SIMD & Performance
Vectorized operations for AI workloads
What is SIMD?
SIMD (Single Instruction, Multiple Data) allows the CPU to process multiple data elements in a single instruction. This is the key to high-performance computing and AI workloads.
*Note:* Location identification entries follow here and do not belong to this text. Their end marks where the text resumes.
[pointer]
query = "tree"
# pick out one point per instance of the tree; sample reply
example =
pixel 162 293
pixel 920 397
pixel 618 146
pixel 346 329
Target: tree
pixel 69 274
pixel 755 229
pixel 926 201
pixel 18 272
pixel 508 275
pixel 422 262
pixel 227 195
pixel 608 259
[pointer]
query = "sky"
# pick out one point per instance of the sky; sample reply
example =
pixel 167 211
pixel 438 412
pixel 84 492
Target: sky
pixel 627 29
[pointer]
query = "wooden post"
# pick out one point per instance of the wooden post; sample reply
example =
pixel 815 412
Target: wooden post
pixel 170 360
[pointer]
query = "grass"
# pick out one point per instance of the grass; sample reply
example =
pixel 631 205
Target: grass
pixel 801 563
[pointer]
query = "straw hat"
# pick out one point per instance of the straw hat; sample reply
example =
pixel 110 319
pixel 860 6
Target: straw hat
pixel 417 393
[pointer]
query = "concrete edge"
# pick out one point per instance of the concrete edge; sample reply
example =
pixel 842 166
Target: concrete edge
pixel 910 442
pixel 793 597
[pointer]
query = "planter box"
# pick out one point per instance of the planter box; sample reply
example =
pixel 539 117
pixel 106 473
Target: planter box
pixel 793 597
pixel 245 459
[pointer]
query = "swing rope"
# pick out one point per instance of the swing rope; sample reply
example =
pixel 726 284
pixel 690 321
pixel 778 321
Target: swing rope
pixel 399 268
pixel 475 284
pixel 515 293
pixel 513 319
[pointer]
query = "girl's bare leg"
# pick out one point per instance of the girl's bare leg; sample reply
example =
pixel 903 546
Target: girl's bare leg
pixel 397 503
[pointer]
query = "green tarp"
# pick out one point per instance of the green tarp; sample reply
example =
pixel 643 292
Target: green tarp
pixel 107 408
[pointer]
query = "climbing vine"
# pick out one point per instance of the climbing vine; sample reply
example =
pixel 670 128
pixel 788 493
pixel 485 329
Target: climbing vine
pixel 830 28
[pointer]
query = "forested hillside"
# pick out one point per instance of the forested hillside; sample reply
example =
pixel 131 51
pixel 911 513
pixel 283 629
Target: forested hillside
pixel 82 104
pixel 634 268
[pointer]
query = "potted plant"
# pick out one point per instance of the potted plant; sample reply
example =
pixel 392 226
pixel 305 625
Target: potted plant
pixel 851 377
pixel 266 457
Without SIMD: Process 1 number → 1 operation/cycle
With AVX2: Process 8 numbers → 8 operations/cycle
With AVX-512: Process 16 numbers → 16 operations/cycle
Check SIMD Support
// Check your CPU's SIMD capabilities
info = simdInfo()
print("SIMD Level:", info.level)
print("Has AVX2:", info.hasAVX2)
print("Has AVX-512:", info.hasAVX512)
Example output:
SIMD Level: AVX2
Has AVX2: true
Has AVX-512: false
SIMD Functions
SIMD Sum Loop
Process 4 integers at once using AVX2:
// SIMD-accelerated sum loop
iterations = 500000000
result = simdSumLoop(iterations)
sum = result[0]
opsPerSec = result[1]
print("Sum:", sum)
print("Performance:", int(opsPerSec / 1000000000), "BILLION ops/sec")
SIMD Dot Product
Vector dot product using SIMD instructions:
// Dot product of two 10M element vectors
vectorSize = 10000000
result = simdDotProduct(vectorSize)
dotProduct = result[0]
opsPerSec = result[1]
print("Dot product:", dotProduct)
print("Performance:", int(opsPerSec / 1000000000), "BILLION ops/sec")
Matrix Operations
Cache-blocked matrix multiplication with SIMD acceleration:
// 512×512 matrix multiplication
result = matmulBenchmark(512)
gflops = result[0]
seconds = result[1]
print("Time:", seconds, "seconds")
print("Performance:", int(gflops), "GFLOPS")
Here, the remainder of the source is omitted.